[Yay for Big Sisters.]
Sigh, need to a get a Beta in the Bioshock department. [Hinthint?]
Well Hello. ;D
[This is the first chapter.]
I pull back the weapon, sighing as he slumps to the floor, she brought him too me, dragging him behind her by her hooks and dumping him at my feet. She was crying.
"I can't do it," she sobbed, "I just can't. Kill him, kill him please."
And now here I am, wiping the blood from my needle against the wall and staring at the man below me. I feel it slipping into my brain, infecting and destroying the sanity that I have. I love the moments when I can stop and think and be disgusted with myself. Then the serum seeps into me and covers me in a hazy, heavy and damp blanket, turning the world black and white. The whispering starts in the back of my skull, forcing its way forward into my ear and onto my shoulder telling me to do this and kill that. Then I stop thinking all together, it doesn't tell me what to do, it wears me like a glove; using my defenceless body as a weapon.
In the end I am a crumpled mess sat in the corner watching them sneak past. Occasionally one would come too close and I would shove my needle through its body and spill its blood before it even had the chance to scream.
(Ihatethis.)
Now, now is one of those sane moments.
Drawing my heavy eyes back to the man below me, I take in his face. I want to torture myself with him.

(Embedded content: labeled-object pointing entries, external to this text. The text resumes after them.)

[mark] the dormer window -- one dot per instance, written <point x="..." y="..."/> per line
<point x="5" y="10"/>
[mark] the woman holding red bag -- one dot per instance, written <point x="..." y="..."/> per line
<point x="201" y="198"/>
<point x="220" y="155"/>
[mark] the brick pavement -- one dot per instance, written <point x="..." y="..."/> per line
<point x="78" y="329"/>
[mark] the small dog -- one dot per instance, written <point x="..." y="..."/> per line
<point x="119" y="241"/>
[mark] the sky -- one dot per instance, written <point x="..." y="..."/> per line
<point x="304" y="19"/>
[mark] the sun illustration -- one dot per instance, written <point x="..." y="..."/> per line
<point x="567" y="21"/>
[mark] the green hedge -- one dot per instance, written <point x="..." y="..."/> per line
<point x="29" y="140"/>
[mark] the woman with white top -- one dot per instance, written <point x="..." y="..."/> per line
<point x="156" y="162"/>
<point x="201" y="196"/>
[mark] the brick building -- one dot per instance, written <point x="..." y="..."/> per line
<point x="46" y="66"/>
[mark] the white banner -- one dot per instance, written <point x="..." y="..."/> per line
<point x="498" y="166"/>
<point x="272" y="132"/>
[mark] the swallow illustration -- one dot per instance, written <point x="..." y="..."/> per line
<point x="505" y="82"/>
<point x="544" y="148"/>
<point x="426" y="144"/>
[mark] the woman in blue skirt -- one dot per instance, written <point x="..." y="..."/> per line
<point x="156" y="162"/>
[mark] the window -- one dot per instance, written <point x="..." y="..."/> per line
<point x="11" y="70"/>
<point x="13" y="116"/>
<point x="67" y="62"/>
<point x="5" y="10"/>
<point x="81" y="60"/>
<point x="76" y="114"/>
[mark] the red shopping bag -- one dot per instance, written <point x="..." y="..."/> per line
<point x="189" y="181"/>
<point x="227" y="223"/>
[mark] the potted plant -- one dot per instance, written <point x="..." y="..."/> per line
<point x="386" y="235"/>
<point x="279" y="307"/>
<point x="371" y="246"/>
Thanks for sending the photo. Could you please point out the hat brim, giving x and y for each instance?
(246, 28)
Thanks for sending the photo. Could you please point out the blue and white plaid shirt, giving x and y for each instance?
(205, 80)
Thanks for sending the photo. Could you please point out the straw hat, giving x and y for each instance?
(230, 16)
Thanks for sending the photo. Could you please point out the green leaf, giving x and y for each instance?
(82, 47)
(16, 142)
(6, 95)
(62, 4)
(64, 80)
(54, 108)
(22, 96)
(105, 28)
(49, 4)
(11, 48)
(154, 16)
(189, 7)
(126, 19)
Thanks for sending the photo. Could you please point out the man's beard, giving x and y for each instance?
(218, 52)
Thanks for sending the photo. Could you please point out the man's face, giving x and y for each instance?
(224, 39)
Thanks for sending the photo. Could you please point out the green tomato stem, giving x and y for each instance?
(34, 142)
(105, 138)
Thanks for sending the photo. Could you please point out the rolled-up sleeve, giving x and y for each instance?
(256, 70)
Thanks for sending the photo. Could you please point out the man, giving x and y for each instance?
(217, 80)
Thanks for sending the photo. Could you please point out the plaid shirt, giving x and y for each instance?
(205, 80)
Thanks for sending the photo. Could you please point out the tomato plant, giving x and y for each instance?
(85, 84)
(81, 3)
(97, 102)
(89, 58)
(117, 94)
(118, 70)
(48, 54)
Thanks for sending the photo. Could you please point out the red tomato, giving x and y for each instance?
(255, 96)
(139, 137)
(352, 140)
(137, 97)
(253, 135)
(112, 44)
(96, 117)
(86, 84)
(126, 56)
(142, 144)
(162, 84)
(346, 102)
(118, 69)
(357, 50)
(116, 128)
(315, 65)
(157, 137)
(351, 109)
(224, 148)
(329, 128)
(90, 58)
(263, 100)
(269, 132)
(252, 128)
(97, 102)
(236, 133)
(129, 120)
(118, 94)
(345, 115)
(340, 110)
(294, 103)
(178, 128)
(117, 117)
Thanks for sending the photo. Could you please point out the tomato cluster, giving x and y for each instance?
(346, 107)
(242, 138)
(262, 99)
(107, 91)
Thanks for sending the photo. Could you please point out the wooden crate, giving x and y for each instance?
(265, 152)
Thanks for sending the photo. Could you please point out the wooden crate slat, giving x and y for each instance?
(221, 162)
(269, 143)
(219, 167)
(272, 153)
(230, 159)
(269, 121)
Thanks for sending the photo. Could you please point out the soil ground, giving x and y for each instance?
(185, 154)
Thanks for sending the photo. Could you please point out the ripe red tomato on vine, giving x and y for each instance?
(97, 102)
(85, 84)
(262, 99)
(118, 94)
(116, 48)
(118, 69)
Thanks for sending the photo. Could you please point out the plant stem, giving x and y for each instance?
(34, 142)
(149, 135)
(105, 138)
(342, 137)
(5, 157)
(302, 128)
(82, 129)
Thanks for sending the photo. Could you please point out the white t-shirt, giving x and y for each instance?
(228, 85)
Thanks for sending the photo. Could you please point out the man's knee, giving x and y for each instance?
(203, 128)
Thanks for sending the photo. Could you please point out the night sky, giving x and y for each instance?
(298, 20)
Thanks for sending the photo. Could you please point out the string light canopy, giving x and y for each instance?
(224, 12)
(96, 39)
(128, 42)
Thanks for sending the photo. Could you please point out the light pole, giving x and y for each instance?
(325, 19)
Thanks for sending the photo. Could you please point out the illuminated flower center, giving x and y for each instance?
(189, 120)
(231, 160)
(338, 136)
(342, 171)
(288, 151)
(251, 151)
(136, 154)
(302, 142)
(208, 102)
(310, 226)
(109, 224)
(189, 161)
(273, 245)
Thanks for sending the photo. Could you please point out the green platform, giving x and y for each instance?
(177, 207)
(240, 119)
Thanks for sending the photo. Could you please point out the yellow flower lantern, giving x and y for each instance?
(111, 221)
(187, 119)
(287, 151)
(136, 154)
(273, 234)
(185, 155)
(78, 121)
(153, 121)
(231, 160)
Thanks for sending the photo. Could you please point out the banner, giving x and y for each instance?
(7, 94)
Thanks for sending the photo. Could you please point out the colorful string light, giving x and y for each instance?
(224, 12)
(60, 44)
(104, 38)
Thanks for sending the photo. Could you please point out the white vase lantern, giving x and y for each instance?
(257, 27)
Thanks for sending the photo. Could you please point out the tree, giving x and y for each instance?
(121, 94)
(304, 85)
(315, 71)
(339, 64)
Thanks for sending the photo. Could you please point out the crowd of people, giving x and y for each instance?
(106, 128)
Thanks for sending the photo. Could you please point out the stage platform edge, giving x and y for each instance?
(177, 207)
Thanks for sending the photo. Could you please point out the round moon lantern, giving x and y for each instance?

I take in the way that his lips tugged down in a final terrified grimace, the way he is more human than all the others, less ADAM intake, obviously. He lies, crumpled, destroyed; he doesn't look like a strong man at all. How he survived this long I don't know. I can vaguely remember the madness of childhood. The clarity of the clean city before it fell to ruin. The way most would smile and Mommy would tell me not to go into to rough parts of the city because bad people were there.
There were bad people everywhere, even in the clean, shiny parts of the city where people would smile and call me a adorable little girl. Then when they took me away the same people that would call me adorable would try to break my little legs so that I couldn't escape whilst the ripped me open.
I guess I did escape, considering the fact that I'm still stood here, breathing in the blood and the grime of dystopia. Beautiful dystopia. I look out of the window next to me, I am in a corridor, windows lining one side, torn posters and ten years worth of abuse the other. Out of the window I'm met by a haze of rocks and decaying buildings; this city wasn't built to last on its own.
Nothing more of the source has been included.